01 October,2024 09:28 AM IST | Mumbai | Shriram Iyengar
Mallika Sarabhai and Aditi Ramesh in a collaboration titled Yes and No, part of Past Forward
Dance is more than just a performing art for Mallika Sarabhai. The director of Darpana Academy of Performing Arts, Ahmedabad tells this writer, "It is, to me, one powerful language, and I speak many." The theatre maker and danseuse will be taking the stage tonight at G5A to showcase her latest creation, Past Forward.
A nayika transformed
"The show traces the evolution of the agency of the nayika, or those of us who perform the nayika today. It is also an example of what I use Bharatanatyam to speak about. This is traditional Pandanallur Bharatanatyam, but its expression is completely different," she remarks. The performance, conceptualised in 2023 as part of the Kolkata Literary Festival, is almost a mixed-media performance with Carnatic music and jazz accompanying the poetic verses dating from the 13th century to modern times. It is also the first time she is bringing it to a Mumbai stage.
The verses, Sarabhai reveals, follow the journey of the ânayika' or the heroine of Indian performing arts. "The nayika is often a woman depicted in wait, or pining for the Lord. Her life is centred on the male character. Yet, by the 18th century, you begin to witness change. One varnam I found had the nayika telling her friend, âKartikeya was promised to me in marriage. If he decides to take up asceticism now, I won't have it,'" she shares.

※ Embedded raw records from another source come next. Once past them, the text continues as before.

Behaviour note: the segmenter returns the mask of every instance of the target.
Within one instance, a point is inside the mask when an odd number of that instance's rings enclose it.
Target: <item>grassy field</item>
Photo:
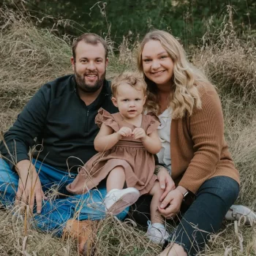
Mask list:
[[[69,38],[40,29],[29,18],[0,10],[0,131],[6,131],[23,106],[45,82],[72,73]],[[230,23],[207,33],[189,59],[217,86],[225,117],[225,138],[241,176],[238,204],[256,210],[255,38],[238,39]],[[113,46],[108,39],[110,48]],[[128,48],[128,46],[129,48]],[[120,55],[110,50],[108,78],[135,69],[135,49],[124,39]],[[13,214],[15,212],[15,214]],[[31,222],[33,219],[31,219]],[[61,240],[29,225],[18,208],[0,211],[0,255],[77,255],[72,239]],[[200,255],[256,255],[256,227],[223,222]],[[109,217],[99,224],[94,255],[157,255],[132,221]]]

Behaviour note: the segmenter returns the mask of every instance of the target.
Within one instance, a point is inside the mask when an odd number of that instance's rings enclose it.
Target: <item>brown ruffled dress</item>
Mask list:
[[[110,114],[101,108],[95,118],[95,123],[100,127],[102,124],[118,132],[121,127],[129,127],[133,130],[135,126],[126,122],[119,113]],[[146,135],[155,131],[159,122],[150,114],[143,115],[141,128]],[[68,191],[74,194],[83,194],[97,186],[116,166],[122,166],[125,171],[127,187],[135,187],[140,195],[148,193],[157,179],[154,171],[154,155],[149,153],[140,140],[132,137],[124,138],[112,148],[98,153],[80,169],[79,173],[70,184]]]

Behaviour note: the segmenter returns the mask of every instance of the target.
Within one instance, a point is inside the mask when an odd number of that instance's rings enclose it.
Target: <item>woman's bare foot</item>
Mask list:
[[[187,256],[183,247],[178,244],[170,244],[159,256]]]
[[[78,239],[79,252],[83,255],[91,255],[97,222],[91,220],[69,219],[62,237],[67,238],[69,236]]]

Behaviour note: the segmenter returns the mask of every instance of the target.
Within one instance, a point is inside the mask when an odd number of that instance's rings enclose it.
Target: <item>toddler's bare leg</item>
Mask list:
[[[162,217],[160,213],[157,211],[157,206],[160,206],[159,199],[163,193],[163,189],[160,188],[160,184],[158,181],[154,184],[154,187],[149,192],[149,195],[153,195],[151,203],[150,204],[150,214],[151,223],[162,223]]]
[[[121,166],[116,166],[109,173],[107,178],[107,191],[113,189],[122,189],[125,182],[124,169]]]

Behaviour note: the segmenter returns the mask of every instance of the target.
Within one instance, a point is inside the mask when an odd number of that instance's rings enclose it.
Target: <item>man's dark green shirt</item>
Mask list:
[[[94,140],[99,132],[94,118],[103,108],[113,113],[110,83],[105,80],[101,93],[89,105],[80,98],[75,76],[67,75],[42,86],[25,106],[13,126],[4,134],[0,152],[11,162],[29,159],[28,152],[36,145],[34,157],[60,170],[77,172],[97,151]],[[12,167],[13,163],[10,162]]]

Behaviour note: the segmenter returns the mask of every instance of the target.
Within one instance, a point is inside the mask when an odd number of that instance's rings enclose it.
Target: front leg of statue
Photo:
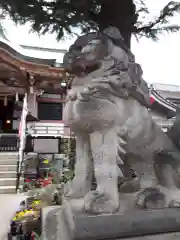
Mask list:
[[[64,194],[70,198],[84,197],[92,185],[92,156],[89,135],[77,133],[76,135],[76,164],[75,177],[64,188]]]
[[[113,213],[119,208],[116,133],[114,129],[94,132],[90,139],[97,188],[85,196],[85,210]]]

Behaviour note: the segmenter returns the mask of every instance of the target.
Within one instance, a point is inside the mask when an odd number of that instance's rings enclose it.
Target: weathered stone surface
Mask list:
[[[85,211],[96,214],[123,210],[119,192],[134,189],[142,191],[134,209],[180,206],[180,163],[157,155],[178,150],[149,115],[142,69],[120,36],[113,27],[86,34],[64,57],[75,77],[63,117],[76,135],[75,177],[65,195],[84,198]]]
[[[46,209],[47,212],[50,214],[43,218],[43,240],[179,240],[180,237],[180,210],[176,209],[67,215],[64,207],[54,207]]]

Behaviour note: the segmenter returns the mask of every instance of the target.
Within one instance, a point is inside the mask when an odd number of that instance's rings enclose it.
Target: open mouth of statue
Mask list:
[[[94,64],[75,64],[72,66],[71,74],[77,75],[77,76],[85,76],[90,74],[91,72],[94,72],[100,68],[99,63]]]

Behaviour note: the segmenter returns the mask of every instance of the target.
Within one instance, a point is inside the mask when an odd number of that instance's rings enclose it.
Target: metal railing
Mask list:
[[[0,152],[17,152],[18,150],[18,134],[0,134]]]
[[[16,170],[16,192],[19,192],[20,178],[22,174],[22,166],[24,162],[24,148],[26,143],[26,117],[28,114],[27,109],[27,93],[24,96],[23,109],[21,115],[21,122],[19,126],[19,155],[17,161],[17,170]]]

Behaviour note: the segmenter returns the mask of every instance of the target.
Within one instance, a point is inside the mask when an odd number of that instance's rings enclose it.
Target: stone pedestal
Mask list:
[[[180,239],[180,209],[89,215],[78,209],[78,202],[74,206],[66,202],[44,212],[44,240]]]

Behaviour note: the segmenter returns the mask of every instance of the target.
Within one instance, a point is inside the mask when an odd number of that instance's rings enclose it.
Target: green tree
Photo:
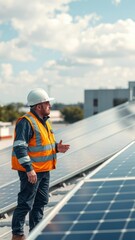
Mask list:
[[[61,110],[65,122],[74,123],[83,119],[83,109],[80,106],[67,106]]]
[[[20,112],[19,109],[22,107],[22,103],[10,103],[5,106],[0,106],[0,121],[13,122],[18,117],[22,116],[24,112]]]

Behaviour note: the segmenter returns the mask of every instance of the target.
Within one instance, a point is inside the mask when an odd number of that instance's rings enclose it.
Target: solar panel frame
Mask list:
[[[135,173],[132,177],[123,174],[119,178],[117,176],[109,178],[105,171],[104,178],[93,176],[114,160],[118,161],[122,154],[130,154],[134,147],[135,143],[130,143],[90,173],[66,196],[63,202],[57,205],[50,216],[42,221],[39,225],[40,229],[37,227],[28,240],[133,239],[135,237]],[[121,194],[125,196],[124,199],[119,198]],[[89,196],[89,199],[83,199],[82,196]],[[72,217],[67,216],[70,214]]]
[[[134,137],[134,110],[134,103],[126,103],[56,131],[57,140],[61,138],[64,142],[69,140],[71,149],[66,154],[58,156],[57,170],[51,172],[50,187],[100,164],[129,144]],[[5,176],[3,178],[3,175],[0,175],[0,196],[4,189],[5,198],[12,184],[10,182],[14,181],[15,189],[18,189],[19,184],[16,171],[11,171],[10,161],[4,167],[3,159],[11,158],[11,150],[8,148],[6,152],[0,151],[2,156],[0,169]],[[13,198],[13,204],[15,202]],[[1,212],[4,211],[2,204],[3,201],[0,199]],[[10,204],[9,202],[9,207]]]

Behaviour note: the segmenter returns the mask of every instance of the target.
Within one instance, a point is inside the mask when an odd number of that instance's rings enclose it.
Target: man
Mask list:
[[[18,171],[20,192],[12,218],[12,240],[24,240],[25,217],[29,212],[31,231],[43,218],[48,203],[50,171],[56,168],[56,153],[69,145],[56,143],[49,123],[50,98],[41,88],[27,97],[30,112],[17,120],[12,153],[12,169]]]

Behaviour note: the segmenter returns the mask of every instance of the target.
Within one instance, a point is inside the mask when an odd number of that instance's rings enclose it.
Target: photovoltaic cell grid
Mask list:
[[[56,131],[57,141],[63,139],[70,143],[71,148],[68,153],[58,155],[57,170],[51,172],[50,186],[101,163],[131,142],[135,129],[134,116],[135,103],[130,102]],[[16,171],[11,171],[11,151],[12,147],[0,151],[0,213],[16,204],[17,196],[11,194],[9,198],[8,194],[13,182],[14,192],[19,184]]]
[[[135,239],[134,149],[135,143],[90,174],[42,231],[28,240]]]

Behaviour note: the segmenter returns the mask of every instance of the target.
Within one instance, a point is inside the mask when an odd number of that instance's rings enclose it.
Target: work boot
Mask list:
[[[12,236],[11,240],[26,240],[24,235],[14,235]]]

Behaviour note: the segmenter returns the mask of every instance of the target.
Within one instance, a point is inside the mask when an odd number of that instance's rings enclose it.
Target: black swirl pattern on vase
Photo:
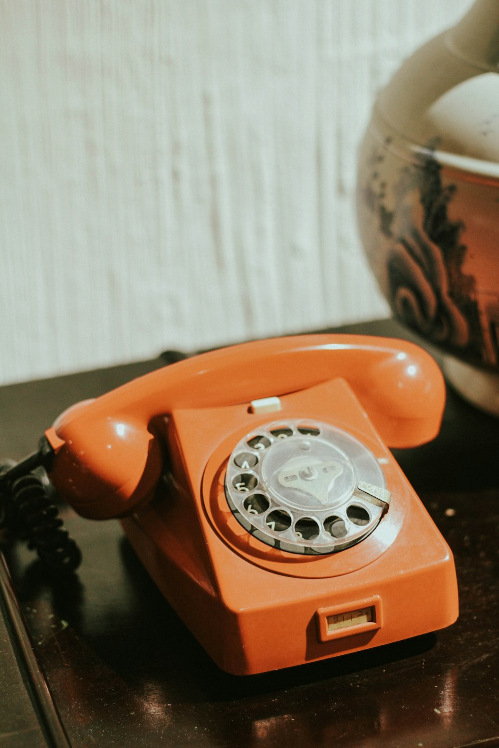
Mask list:
[[[395,242],[388,272],[390,304],[402,322],[435,343],[468,345],[468,322],[450,295],[441,251],[421,230],[413,227]]]

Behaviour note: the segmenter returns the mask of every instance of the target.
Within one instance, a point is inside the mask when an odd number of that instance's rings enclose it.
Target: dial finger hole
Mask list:
[[[276,439],[287,439],[288,436],[293,436],[293,429],[290,429],[289,426],[278,426],[271,429],[270,433]]]
[[[232,481],[232,485],[236,491],[244,493],[253,491],[254,488],[257,488],[257,483],[258,479],[252,473],[240,473]]]
[[[304,434],[306,436],[319,436],[320,434],[320,429],[313,423],[299,423],[298,430],[300,434]]]
[[[320,532],[319,525],[314,519],[310,517],[303,517],[299,520],[295,525],[295,532],[299,537],[304,540],[313,540]]]
[[[250,468],[254,468],[257,462],[257,455],[254,454],[252,452],[241,452],[234,457],[234,463],[238,468],[242,468],[242,470],[249,470]]]
[[[270,504],[263,494],[252,494],[245,499],[242,506],[249,514],[261,514],[267,511]]]
[[[336,515],[326,517],[324,520],[324,529],[334,538],[344,538],[348,532],[343,520],[341,517],[337,517]]]
[[[274,509],[265,518],[266,524],[276,533],[284,533],[291,527],[291,517],[284,509]]]
[[[263,436],[263,434],[258,434],[257,436],[254,436],[248,441],[248,446],[251,447],[253,450],[266,450],[268,447],[270,447],[271,444],[270,439],[266,436]]]
[[[369,522],[369,512],[363,506],[358,506],[356,504],[350,504],[346,510],[346,516],[351,522],[359,527]]]

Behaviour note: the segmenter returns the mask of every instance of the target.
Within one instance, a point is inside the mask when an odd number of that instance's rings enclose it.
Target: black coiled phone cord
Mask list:
[[[72,572],[80,565],[81,551],[64,530],[49,485],[38,472],[39,466],[49,462],[50,451],[43,439],[38,452],[25,460],[0,465],[0,527],[27,541],[46,567]]]
[[[180,351],[161,355],[168,365],[187,358]],[[55,571],[74,571],[82,554],[64,530],[58,509],[50,498],[48,485],[38,474],[40,468],[49,471],[54,453],[42,437],[38,450],[16,464],[0,464],[0,530],[8,530],[36,551],[41,561]]]
[[[51,500],[42,479],[35,473],[17,478],[11,488],[14,523],[19,537],[36,551],[41,561],[57,571],[74,571],[82,554],[64,530],[57,506]]]

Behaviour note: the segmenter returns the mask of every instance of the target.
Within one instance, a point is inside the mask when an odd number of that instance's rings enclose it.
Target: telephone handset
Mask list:
[[[388,449],[433,438],[444,403],[401,340],[244,343],[64,411],[49,477],[121,518],[221,667],[260,672],[456,619],[451,553]]]

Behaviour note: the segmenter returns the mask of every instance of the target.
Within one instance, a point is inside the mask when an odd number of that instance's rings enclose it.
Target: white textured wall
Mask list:
[[[384,316],[376,90],[470,0],[0,0],[0,381]]]

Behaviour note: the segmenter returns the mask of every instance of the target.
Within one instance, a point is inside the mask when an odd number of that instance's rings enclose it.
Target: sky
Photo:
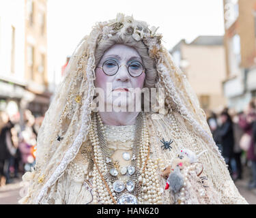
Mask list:
[[[224,34],[223,0],[48,0],[50,74],[55,72],[58,80],[66,57],[91,27],[119,12],[159,27],[169,50],[182,39],[190,42],[198,35]]]

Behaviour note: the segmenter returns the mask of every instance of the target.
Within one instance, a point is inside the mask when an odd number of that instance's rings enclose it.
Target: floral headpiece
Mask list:
[[[105,24],[106,25],[106,24]],[[149,55],[153,59],[159,59],[161,46],[161,34],[156,33],[158,27],[152,27],[143,21],[133,19],[132,16],[117,14],[114,20],[109,22],[102,28],[102,33],[100,35],[99,42],[106,40],[115,34],[120,35],[131,35],[137,42],[143,42],[149,48]]]

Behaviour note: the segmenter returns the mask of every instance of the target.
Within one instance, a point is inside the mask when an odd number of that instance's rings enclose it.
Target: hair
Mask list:
[[[130,46],[138,52],[145,68],[144,87],[154,87],[157,73],[154,61],[148,54],[147,47],[141,41],[135,41],[130,35],[115,35],[105,40],[101,40],[97,44],[95,50],[95,64],[97,65],[104,52],[115,44],[122,44]]]

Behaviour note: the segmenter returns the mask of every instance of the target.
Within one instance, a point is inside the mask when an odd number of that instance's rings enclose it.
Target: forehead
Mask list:
[[[129,59],[131,57],[135,57],[141,59],[141,56],[135,48],[120,44],[116,44],[106,50],[102,59],[107,57],[115,57],[119,59],[125,60]]]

The performance utilises poetry, music and even visuals as a tool to enhance the expression of dance. Sarabhai points out, "The limitations are often in the performer, not the form. You can use the English language to craft a limerick, or use it the way Shakespeare did. It is the same with all art forms."
These influences can also traverse across languages. One example is the Jamaican-English poet, John Agard. "The piece I perform alongside Aditi Ramesh is titled, Yes or No. While we do not use Agard's verses, it emerges from his concept in the poem," she says.
Dance to change
Vocalist Aditi Ramesh, who collaborates with Sarabhai in the piece, shares, "I have produced the core music for the piece [Yes or No], and we improvise the rest on stage." This improvisation requires her to add movements to her vocals. "The movements reflect the idea of women's progress - one step forward and two steps back," she says. Ramesh adds that the use of visuals in Sarabhai's act is one of its highlights, saying, "It is unlike most Bharatanatyam performances, where the audience has to interpret solely by expression." The performance is not set though. "This is not the same performance as before. The act evolves," she says.
In the current context of women rising up in angst across societal lines, the performance acquires a different colour. In that sense, Sarabhai's drive to push the dance form beyond shringara (beauty) is a lesson learnt early in life. She recalls how her mother, the late Mrinalini Sarabhai, turned to Bharatanatyam to shock a conservative audience, and former Prime Minister, Pandit Jawaharlal Nehru, into awareness about dowry deaths. "I was a very little child, but that influenced my thinking that dance and music are used to talk about society," she says.
Today will be a chance for the audience to rediscover this experience. As the danseuse says, "The surprise for the audience is always that they cannot imagine that Bharatanatyam could be like this, or say this, while staying within the boundaries of the alphabet."
ON October 2; 8 pm
AT G5A Warehouse, G5/A, Laxmi Mills Estate, Shakti Mills Lane, Mahalaxmi West.